Freud's Currency
China is all over Monday’s newspapers. The New York Times and Wall Street Journal lead with articles on the Obama administration’s push at the International Monetary Fund’s annual meetings to pressure Beijing on the overvalued yuan. The Times and the Journal report that America’s pleas have not persuaded Europe and Japan to step up pressure on China over its currency.
The Middle Kingdom is also front-page news at the Washington Post, but not because of its currency. Even as U.S. efforts to push down the renminbi have failed, China is feeling America’s influence in the realm of psychology. The Post reports that “a small army of therapists in the United States” following the psychoanalysis theories of Sigmund Freud (“abandoned” here in America “in favor of antidepressant drugs and newer treatments,” reporter William Wan says) have been able to spread their gospel via Skype in China, where interest in Freud has soared “to new heights.” China’s mental health field is apparently “ripe for growth,” with a recent rash of high-profile incidents—kindergarten stabbings and factory-worker suicides—that has the government and business leaders “searching for solutions.”

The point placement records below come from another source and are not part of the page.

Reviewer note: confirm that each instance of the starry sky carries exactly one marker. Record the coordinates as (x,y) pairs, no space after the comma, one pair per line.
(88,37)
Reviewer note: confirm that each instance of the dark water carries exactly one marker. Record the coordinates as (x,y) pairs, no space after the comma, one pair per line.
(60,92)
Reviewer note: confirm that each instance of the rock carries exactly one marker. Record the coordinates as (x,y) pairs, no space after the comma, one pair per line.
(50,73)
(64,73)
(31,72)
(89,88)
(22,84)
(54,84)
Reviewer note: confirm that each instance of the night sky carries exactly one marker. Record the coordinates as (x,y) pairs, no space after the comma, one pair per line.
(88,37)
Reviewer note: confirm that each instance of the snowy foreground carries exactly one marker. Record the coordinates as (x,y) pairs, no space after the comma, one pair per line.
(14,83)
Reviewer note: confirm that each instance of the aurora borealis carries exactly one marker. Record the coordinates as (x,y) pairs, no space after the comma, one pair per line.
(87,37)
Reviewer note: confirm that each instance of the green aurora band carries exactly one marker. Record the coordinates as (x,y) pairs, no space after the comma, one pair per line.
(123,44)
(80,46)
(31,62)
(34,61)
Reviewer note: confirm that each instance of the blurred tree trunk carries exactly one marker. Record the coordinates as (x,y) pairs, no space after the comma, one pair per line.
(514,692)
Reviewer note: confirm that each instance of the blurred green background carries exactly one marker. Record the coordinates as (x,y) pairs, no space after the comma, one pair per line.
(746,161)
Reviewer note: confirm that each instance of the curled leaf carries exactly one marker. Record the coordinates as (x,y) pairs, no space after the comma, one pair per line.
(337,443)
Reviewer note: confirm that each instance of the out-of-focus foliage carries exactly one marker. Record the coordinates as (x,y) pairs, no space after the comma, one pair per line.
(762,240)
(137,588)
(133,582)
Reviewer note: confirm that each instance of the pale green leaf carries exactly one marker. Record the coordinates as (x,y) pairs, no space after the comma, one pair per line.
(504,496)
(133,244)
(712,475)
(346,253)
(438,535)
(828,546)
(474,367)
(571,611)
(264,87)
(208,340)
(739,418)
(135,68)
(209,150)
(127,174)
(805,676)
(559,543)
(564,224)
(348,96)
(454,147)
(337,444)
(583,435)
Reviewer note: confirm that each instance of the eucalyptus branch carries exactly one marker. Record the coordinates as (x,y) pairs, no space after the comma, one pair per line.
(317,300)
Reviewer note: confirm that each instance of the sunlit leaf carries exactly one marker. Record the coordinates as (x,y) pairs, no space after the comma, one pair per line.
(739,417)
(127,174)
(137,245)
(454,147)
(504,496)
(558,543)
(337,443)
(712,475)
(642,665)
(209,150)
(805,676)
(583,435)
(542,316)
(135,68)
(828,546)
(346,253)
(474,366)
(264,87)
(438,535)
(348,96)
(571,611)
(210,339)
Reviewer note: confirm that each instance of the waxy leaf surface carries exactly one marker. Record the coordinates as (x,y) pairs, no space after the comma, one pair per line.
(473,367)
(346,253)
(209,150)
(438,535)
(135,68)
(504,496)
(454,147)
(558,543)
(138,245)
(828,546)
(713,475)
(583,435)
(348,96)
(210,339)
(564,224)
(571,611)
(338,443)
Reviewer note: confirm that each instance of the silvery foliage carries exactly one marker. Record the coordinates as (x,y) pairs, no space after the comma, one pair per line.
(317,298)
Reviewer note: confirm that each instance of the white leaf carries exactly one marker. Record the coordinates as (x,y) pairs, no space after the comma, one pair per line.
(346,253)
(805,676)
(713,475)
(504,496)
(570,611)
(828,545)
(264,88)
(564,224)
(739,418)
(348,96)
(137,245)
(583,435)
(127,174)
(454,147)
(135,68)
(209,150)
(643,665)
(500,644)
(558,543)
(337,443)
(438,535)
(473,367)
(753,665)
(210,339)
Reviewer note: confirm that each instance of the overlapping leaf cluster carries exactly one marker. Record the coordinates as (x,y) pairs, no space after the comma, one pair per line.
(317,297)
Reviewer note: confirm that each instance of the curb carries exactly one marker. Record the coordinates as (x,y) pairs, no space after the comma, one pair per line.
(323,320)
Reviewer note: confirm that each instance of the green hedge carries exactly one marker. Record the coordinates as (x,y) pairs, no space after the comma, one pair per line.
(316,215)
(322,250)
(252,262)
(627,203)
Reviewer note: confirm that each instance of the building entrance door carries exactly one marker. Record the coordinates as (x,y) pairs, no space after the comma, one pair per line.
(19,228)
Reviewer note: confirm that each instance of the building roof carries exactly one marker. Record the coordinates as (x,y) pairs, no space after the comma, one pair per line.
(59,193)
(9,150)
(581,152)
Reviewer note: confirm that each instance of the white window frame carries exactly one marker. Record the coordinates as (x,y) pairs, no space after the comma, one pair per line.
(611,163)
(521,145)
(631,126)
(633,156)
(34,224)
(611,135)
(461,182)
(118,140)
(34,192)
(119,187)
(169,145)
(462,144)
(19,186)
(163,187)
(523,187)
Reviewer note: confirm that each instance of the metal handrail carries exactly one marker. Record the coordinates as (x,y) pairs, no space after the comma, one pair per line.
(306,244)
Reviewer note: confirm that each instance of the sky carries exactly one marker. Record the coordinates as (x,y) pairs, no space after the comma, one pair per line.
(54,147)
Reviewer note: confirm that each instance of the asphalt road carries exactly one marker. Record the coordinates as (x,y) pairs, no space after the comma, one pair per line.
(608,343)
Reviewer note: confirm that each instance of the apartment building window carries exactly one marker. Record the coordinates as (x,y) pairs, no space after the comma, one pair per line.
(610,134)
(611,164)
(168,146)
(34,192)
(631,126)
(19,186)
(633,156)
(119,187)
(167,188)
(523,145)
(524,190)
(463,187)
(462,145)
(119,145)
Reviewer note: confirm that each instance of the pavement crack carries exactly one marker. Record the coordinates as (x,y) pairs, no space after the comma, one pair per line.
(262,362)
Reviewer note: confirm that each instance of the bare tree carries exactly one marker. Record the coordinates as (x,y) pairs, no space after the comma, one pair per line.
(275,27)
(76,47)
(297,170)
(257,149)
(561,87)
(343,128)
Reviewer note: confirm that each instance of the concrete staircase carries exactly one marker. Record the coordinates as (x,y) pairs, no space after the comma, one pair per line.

And each paper has more: Defense Secretary Robert Gates is in Vietnam for the ASEAN defense ministers summit, where he will reportedly seek to improve U.S.-PRC military relations. Oklahoma’s Chesapeake Energy is teaming up with China National Offshore Oil Corporation (CNOOC) to explore natural gas shale in Texas. And jailed Chinese dissident Liu Xiaobo, the latest winner of the Nobel Peace Prize, has been allowed a visit from his wife, Liu Xia—who was then herself detained and put under house arrest.